A democracia liberal e a vulgarização da psicanálise habituaram a consciência moderna a apostar na diferença genital como marca exclusiva de uma ética da alteridade sexual. No entanto, "há situações em que a diferença não é a priori recusa de similaridade" (Achile Mbembe em "La Domination Universelle"). Quer dizer, é preciso buscar além da genitalidade pontos comuns entre os sexos.
Esses pontos são recusados pelo
patriarcalismo, dominação libidinal do corpo do outro (a mulher, o escravo),
reduzindo-o à relação genital. Sabe-se que os escravistas islâmicos davam nomes
femininos (Jasmine e outros) a seus escravos para melhor domínio dos corpos
submetidos. Não existe colonialismo nem escravismo sem submissão corporal aos
colonizadores. Vale residualmente para as esposas do período colonial, as
sinhás.
Donde outro sentido para "homens sem
mulheres". Na gaiola patriarcal elas são culturalmente anuladas, pois o
feminino é princípio simbólico maior do que a reprodução. A comparação
materialista da mulher ao operário por produzir humanidade ainda é uma redução
cruel. A percepção disso nas lutas feministas intensifica-se com o sentimento
de que a maternidade persiste como situação neocolonial, isto é, dentro de uma
velha constelação masculina de poder.
Isso não acontece sem violência. A manutenção
do patriarcado está na raiz da feroz política de Estado antifeminista. No Afeganistão,
o Talibã apagou a figura da mulher na cena pública. Nas ditaduras petrolíferas,
uma fálica arquitetura erige-se à sombra de tenebrosa opressão feminina. No
Irã, velhos enforcam jovens por cabelos à mostra. O machismo, paixão moral pelo
duplo anatômico de si mesmo, evidencia temor mítico e ódio ao feminino. Mas
também expõe a conexão profunda do patriarcado com o racismo, na medida em que
a diferença sexual termina concebendo mulher como raça além da masculina.

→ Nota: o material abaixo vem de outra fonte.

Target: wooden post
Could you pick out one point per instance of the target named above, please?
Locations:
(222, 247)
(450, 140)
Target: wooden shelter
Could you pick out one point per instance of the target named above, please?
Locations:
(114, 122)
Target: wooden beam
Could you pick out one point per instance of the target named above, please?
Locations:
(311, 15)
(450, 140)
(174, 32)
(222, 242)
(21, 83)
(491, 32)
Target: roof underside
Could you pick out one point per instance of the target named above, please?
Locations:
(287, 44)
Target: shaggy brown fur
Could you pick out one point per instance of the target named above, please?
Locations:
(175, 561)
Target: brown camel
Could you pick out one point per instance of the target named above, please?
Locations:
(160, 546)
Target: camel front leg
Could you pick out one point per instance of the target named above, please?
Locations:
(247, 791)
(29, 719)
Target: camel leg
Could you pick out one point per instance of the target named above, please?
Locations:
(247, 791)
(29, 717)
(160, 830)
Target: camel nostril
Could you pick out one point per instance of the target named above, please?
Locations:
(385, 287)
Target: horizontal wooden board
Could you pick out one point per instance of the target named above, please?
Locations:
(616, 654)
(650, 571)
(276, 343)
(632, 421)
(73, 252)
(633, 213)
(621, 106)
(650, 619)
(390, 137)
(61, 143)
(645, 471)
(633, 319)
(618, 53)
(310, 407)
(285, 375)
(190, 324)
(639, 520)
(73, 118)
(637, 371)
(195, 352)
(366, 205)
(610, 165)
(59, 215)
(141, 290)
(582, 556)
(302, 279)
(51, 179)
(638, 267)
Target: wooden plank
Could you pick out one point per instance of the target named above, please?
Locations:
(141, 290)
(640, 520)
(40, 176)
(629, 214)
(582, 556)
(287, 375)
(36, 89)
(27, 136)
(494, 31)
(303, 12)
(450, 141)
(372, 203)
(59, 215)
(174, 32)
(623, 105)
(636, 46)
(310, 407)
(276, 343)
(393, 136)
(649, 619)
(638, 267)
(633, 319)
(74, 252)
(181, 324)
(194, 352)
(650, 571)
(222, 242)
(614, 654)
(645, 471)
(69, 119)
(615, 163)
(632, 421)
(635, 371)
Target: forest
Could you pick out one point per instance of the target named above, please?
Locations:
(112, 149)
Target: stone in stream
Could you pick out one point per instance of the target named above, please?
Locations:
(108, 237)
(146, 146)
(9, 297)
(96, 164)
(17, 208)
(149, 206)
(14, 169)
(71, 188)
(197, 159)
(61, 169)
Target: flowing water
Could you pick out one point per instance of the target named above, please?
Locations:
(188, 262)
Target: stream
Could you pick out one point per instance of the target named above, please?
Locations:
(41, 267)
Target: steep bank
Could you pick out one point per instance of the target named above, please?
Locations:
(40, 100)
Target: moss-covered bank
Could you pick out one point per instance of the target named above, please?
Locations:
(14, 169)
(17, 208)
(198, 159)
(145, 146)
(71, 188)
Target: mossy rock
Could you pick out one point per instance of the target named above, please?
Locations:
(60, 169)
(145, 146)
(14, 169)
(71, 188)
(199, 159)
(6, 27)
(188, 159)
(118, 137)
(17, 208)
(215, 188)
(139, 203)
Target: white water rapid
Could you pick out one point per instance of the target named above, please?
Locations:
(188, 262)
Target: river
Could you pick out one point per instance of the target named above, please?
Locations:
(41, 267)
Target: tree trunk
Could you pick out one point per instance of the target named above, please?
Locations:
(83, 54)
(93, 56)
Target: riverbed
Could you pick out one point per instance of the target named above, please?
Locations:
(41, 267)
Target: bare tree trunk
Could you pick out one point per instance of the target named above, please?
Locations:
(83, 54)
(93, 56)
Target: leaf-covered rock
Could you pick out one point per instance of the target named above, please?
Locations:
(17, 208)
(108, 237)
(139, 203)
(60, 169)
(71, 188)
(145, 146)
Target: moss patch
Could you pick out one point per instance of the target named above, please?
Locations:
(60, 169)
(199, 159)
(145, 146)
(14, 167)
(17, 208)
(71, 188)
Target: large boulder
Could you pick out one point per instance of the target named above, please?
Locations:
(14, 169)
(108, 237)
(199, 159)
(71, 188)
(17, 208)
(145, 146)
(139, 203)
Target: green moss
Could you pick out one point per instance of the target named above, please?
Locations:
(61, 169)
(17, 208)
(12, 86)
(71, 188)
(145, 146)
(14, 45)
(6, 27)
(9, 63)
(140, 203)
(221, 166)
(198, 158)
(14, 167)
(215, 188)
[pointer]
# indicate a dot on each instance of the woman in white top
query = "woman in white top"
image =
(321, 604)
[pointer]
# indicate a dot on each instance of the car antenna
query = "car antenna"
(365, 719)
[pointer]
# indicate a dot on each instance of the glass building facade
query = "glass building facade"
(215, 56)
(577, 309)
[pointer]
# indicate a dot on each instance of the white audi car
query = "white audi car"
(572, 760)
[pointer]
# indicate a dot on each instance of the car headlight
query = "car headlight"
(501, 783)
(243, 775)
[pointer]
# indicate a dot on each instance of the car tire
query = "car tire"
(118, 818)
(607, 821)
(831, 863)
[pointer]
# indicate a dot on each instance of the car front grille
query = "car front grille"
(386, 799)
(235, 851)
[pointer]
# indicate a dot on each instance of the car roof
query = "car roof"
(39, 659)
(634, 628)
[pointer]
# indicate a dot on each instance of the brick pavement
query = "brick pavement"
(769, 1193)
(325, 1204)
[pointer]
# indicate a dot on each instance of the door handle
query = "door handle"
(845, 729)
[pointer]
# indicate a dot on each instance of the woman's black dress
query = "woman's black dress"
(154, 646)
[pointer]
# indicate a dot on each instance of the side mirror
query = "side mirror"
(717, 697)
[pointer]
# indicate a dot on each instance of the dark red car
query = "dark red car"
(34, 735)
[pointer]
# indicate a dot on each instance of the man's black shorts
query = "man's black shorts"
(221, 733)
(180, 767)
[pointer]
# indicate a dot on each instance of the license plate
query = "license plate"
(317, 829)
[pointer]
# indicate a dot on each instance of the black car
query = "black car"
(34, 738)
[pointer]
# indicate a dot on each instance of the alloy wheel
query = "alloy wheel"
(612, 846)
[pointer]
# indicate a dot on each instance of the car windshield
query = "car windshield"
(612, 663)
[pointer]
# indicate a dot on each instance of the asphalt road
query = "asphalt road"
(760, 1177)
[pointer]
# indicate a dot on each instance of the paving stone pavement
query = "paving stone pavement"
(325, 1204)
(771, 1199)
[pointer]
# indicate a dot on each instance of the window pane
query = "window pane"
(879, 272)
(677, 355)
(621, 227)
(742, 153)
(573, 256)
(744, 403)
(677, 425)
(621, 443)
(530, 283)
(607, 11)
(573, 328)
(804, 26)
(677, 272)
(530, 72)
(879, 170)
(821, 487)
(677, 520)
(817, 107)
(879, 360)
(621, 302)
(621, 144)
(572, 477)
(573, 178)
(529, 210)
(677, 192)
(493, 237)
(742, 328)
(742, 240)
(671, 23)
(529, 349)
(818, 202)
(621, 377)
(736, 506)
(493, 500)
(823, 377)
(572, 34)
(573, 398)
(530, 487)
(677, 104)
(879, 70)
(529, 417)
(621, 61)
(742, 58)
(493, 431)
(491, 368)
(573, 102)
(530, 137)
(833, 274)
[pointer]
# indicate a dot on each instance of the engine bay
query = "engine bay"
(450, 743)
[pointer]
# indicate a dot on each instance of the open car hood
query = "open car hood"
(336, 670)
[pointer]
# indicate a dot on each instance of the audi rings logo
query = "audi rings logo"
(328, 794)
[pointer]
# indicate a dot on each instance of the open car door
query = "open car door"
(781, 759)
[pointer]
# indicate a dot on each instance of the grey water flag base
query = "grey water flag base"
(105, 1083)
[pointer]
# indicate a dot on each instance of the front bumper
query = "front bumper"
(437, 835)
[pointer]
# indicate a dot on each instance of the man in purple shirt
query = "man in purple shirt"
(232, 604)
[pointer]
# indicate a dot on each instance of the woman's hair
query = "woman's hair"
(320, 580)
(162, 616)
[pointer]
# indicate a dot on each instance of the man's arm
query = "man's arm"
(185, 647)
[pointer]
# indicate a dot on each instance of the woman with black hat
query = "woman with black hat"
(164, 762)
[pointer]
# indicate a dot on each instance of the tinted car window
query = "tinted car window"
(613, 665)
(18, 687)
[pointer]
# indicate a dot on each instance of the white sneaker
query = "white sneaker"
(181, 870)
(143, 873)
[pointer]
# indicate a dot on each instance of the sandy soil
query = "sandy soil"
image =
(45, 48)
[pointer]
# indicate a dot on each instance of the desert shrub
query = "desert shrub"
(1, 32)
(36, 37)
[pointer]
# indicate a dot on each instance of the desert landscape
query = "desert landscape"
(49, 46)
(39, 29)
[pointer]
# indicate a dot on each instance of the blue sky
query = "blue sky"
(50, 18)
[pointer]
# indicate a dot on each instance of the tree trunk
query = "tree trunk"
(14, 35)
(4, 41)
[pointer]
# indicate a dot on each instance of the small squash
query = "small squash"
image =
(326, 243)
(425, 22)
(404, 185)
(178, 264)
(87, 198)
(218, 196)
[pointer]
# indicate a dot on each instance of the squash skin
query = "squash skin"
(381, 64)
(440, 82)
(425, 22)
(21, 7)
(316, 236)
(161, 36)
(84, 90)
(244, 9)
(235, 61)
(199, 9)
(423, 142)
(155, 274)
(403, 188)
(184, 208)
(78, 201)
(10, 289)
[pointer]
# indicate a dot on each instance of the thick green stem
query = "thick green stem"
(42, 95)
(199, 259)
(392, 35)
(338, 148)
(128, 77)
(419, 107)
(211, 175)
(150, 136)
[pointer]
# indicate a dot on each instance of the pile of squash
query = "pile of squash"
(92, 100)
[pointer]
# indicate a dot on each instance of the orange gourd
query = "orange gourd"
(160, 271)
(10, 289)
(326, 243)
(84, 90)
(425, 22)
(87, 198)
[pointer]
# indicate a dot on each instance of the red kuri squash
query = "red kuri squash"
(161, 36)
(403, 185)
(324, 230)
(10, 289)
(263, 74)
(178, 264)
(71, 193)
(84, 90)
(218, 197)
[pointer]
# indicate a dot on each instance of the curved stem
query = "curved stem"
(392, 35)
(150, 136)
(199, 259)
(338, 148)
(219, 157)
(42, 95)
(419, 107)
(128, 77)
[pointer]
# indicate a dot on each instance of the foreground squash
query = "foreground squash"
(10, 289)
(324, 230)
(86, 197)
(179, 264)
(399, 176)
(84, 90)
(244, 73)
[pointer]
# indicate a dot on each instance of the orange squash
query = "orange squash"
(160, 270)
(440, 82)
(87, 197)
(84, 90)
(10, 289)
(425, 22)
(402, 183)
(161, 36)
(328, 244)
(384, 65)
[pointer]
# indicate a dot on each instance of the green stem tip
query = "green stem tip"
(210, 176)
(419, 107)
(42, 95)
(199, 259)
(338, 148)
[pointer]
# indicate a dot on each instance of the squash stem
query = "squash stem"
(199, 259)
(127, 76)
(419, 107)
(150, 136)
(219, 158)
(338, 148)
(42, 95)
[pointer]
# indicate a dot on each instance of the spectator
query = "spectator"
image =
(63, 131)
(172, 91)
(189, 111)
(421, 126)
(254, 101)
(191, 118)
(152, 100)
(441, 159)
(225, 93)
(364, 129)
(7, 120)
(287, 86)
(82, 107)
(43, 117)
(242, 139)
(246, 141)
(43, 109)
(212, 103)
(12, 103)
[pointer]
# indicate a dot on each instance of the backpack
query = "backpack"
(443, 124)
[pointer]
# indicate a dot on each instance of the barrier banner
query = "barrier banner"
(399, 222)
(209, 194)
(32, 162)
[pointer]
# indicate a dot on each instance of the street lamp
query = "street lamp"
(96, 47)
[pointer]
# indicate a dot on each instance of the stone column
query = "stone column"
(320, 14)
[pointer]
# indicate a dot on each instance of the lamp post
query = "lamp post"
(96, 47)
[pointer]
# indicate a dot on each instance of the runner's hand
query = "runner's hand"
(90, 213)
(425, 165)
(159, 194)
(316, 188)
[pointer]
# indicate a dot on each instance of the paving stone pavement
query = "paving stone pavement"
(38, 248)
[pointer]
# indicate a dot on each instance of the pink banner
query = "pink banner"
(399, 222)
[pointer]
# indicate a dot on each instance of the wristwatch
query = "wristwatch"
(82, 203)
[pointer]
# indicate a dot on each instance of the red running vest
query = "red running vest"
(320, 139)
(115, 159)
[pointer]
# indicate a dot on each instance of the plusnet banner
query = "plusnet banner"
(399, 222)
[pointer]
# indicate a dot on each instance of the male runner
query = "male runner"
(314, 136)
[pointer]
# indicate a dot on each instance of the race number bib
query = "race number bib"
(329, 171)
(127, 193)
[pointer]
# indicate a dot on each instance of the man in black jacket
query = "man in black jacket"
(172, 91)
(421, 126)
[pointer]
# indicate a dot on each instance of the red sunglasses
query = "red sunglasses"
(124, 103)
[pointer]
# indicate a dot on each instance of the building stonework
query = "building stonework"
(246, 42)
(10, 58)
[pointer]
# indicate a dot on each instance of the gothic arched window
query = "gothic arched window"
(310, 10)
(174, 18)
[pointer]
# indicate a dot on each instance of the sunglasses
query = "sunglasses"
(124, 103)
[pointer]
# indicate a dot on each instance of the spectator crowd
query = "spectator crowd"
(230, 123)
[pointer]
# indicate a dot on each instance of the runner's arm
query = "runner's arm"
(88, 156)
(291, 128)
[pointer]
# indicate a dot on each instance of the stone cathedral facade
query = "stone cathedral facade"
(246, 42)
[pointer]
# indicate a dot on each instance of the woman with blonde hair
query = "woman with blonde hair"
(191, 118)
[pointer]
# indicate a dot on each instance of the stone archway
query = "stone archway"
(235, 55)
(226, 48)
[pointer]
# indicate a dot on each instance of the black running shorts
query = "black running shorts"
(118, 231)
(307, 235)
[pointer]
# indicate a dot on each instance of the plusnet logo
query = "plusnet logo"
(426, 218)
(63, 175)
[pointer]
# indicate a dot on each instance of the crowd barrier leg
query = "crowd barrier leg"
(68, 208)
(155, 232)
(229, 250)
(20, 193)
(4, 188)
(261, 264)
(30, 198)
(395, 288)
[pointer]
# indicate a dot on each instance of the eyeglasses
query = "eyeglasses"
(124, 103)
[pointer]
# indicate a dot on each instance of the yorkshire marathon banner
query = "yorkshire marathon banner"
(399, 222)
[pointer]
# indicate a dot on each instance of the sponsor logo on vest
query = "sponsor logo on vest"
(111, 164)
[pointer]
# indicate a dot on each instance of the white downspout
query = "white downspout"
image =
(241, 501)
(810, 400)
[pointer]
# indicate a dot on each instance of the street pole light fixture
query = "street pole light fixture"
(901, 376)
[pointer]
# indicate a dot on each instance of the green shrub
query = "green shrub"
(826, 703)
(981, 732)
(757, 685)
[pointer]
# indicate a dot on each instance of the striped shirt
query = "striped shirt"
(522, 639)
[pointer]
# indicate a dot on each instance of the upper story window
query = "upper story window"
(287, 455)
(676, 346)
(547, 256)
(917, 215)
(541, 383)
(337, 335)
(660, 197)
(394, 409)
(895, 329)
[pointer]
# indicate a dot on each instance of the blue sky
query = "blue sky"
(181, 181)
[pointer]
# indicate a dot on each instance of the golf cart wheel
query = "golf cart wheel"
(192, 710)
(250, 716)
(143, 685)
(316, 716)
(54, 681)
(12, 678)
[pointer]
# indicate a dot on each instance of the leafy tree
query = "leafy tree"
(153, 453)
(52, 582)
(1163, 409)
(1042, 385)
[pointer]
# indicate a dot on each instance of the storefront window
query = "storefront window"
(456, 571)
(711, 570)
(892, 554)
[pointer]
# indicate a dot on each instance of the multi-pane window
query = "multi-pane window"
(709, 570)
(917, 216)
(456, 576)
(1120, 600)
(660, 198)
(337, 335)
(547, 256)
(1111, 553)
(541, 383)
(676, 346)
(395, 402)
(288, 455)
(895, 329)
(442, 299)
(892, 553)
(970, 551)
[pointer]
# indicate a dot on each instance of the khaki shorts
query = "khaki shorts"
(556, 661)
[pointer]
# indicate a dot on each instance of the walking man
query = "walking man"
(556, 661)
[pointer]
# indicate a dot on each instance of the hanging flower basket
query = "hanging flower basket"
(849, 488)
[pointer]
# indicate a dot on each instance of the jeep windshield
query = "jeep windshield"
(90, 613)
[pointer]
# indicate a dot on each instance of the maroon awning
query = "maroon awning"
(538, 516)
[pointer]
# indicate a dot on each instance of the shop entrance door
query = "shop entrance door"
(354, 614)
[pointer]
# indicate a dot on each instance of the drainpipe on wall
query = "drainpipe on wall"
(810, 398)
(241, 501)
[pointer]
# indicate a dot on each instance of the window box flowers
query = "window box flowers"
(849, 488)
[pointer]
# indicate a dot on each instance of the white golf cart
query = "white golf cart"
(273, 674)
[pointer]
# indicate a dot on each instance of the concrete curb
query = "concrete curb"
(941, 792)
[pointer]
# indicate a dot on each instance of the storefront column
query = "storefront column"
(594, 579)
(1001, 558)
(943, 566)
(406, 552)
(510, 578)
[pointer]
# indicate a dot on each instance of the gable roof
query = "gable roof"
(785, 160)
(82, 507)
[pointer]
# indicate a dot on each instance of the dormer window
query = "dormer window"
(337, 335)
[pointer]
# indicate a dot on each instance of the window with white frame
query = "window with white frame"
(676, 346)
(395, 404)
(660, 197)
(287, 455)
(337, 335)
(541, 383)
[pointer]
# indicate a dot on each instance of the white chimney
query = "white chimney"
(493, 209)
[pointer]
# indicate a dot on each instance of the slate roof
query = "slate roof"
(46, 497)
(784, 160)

Só que nada impede as mutações orgânicas do
sexo e do gênero, cujo horizonte é a autonomia corporal. Essa é a meta política
de uma frente inovadora de luta, em que mudar o mundo implica reumanizar-se,
mudar a si mesmo. Isso já transparece na reação social à leniência para com
estupradores. Na memória coletiva ainda ressoa a permissão abjeta de um
governador: "Estupra, mas não mata!" Entre nós, um sórdido projeto de
lei antiaborto, leia-se defesa do estupro, retornou à cloaca.
Espera-se que seus autores tenham o mesmo destino.
Um comentário:
Concordo.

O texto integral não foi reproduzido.